Arkady plays Gardenscapes a lot. Arkady wants to build two new fountains. There are n available fountains, for each fountain its beauty and cost are known. There are two types of money in the game: coins and diamonds, so each fountain cost can be either in coins or diamonds.

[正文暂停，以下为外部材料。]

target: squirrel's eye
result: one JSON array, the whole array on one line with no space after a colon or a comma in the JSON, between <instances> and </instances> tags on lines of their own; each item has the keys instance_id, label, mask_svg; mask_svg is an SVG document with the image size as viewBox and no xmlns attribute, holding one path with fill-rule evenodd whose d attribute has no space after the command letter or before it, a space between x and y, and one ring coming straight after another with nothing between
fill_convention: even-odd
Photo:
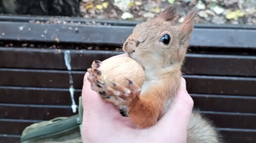
<instances>
[{"instance_id":1,"label":"squirrel's eye","mask_svg":"<svg viewBox=\"0 0 256 143\"><path fill-rule=\"evenodd\" d=\"M171 40L171 37L168 34L164 35L161 38L160 41L161 42L164 43L164 44L167 45L170 43L170 40Z\"/></svg>"}]
</instances>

No money changes between the types are allowed.
Help Arkady to find two fountains with maximum total beauty so that he can buy both at the same time.
The first line contains three integers n, c and d (2 ≤ n ≤ 100 000, 0 ≤ c, d ≤ 100 000) — the number of fountains, the number of coins and diamonds Arkady has.
The next n lines describe fountains. Each of these lines contain two integers bi and pi (1 ≤ bi, pi ≤ 100 000) — the beauty and the cost of the i-th fountain, and then a letter "C" or "D", describing in which type of money is the cost of fountain i: in coins or in diamonds, respectively.
Print the maximum total beauty of exactly two fountains Arkady can build. If he can't build two fountains, print 0.
3 7 6
10 8 C
4 3 C
5 6 D
9
2 4 5
2 5 C
2 1 D
0
3 10 10
5 5 C
5 5 C
10 11 D
10
In the first example Arkady should build the second fountain with beauty 4, which costs 3 coins. The first fountain he can't build because he don't have enough coins. Also Arkady should build the third fountain with beauty 5 which costs 6 diamonds. Thus the total beauty of built fountains is 9.
In the second example there are two fountains, but Arkady can't build both of them, because he needs 5 coins for the first fountain, and Arkady has only 4 coins.
要求建两个喷泉,现在有n个喷泉可以选,每一个喷泉的价格和漂亮度都已经给出,这里有两种货币,硬币和钻石(王者荣耀的感觉,买英雄啊,买两个加起来最强的,你有一定的金币和钻石,用钻石买的英雄肯定有比较强的,也可能没有)。求出他能建的喷泉的方法中最大的漂亮度。
这个我只能想到超时的做法,n^2的,正确的打开方式是树状数组.要建两个喷泉,一共就三种情况,选一个用硬币买的喷泉再选一个用钻石买的喷泉,或者选两个用硬币买的喷泉,或者选两个用钻石买的喷泉。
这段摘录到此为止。